Comunque, i sistemi di monitoraggio non invasivo, che non richiedano né sensori né reagenti, non saranno pronti prima di 3-5 anni, secondo quanto il Dr. Charles Peterson ha detto al 61° incontro scientifico annuale dell'American Diabetes Association, tenutosi recentemente a Philadelphia in Pennsylvania (USA), dove ha presentato lo stato dell’arte della tecnologia non invasiva.

Molti strumenti sono attualmente in vari stadi di sviluppo e si basano su tecnologie come la spettroscopia infrarossa, la spettroscopia ultravioletta, la polarimetria e l’impedenza delle onde radio. Secondo il Dr. Peterson, fra queste la più promettente sembrerebbe essere la tecnica ad infrarossi, ma tutte le tecniche proposte devono ancora superare dei limiti, in termini di dimensioni degli apparecchi , di specificità e riproducibilità delle metodiche e in termini di costi.
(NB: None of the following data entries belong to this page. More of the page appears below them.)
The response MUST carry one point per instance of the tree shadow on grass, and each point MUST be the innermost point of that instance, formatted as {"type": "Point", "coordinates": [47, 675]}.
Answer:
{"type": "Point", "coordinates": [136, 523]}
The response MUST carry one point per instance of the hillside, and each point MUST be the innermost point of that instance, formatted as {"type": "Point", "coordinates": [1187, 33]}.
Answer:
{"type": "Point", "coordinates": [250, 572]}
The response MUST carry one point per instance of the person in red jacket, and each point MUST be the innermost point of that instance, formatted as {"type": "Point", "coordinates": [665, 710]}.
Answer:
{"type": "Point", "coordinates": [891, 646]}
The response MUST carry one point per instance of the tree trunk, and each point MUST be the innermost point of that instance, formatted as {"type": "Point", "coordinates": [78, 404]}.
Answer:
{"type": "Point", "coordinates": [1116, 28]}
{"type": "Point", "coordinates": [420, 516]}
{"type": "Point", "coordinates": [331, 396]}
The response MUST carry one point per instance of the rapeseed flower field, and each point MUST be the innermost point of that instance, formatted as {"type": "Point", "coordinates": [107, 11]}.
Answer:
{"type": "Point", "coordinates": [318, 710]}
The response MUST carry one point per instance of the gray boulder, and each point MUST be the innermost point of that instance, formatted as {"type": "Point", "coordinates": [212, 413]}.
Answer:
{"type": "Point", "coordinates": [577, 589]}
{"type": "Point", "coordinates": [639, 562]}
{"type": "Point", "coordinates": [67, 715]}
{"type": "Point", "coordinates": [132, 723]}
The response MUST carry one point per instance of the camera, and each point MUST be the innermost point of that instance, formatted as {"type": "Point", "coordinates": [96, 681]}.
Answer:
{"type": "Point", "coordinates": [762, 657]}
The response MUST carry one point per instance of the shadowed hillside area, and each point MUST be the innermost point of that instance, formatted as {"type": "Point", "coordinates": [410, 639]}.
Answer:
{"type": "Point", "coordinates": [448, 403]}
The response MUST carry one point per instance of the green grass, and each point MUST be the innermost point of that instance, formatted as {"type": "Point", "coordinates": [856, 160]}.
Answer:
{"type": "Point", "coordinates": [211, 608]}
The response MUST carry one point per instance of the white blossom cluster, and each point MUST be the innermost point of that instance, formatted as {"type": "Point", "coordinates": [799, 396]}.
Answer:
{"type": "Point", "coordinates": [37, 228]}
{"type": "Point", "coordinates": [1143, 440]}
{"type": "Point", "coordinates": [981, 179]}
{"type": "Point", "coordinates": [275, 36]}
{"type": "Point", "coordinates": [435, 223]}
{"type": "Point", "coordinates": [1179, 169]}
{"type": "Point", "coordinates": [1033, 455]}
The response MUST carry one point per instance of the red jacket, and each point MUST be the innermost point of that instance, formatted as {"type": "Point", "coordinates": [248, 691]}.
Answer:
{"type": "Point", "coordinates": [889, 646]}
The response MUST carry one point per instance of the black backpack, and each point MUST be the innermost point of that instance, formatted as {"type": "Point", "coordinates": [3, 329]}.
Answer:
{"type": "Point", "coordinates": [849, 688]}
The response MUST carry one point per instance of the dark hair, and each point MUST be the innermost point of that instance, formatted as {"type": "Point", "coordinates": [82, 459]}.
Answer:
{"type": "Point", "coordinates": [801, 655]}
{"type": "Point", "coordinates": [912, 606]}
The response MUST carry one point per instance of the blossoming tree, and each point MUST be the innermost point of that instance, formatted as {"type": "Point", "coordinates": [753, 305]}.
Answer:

I nuovi sviluppi di aree come la nanotecnologia aiuteranno a condurre la ricerca per la misurazione della glicemia su nuove strade.

Il parere del Dr. Peterson è che la ricerca in questo campo continuerà ad espandersi, poiché il business mondiale del monitoraggio della glicemia sarà alimentato dalle richieste del sempre crescente numero di diabetici neo-diagnosticati.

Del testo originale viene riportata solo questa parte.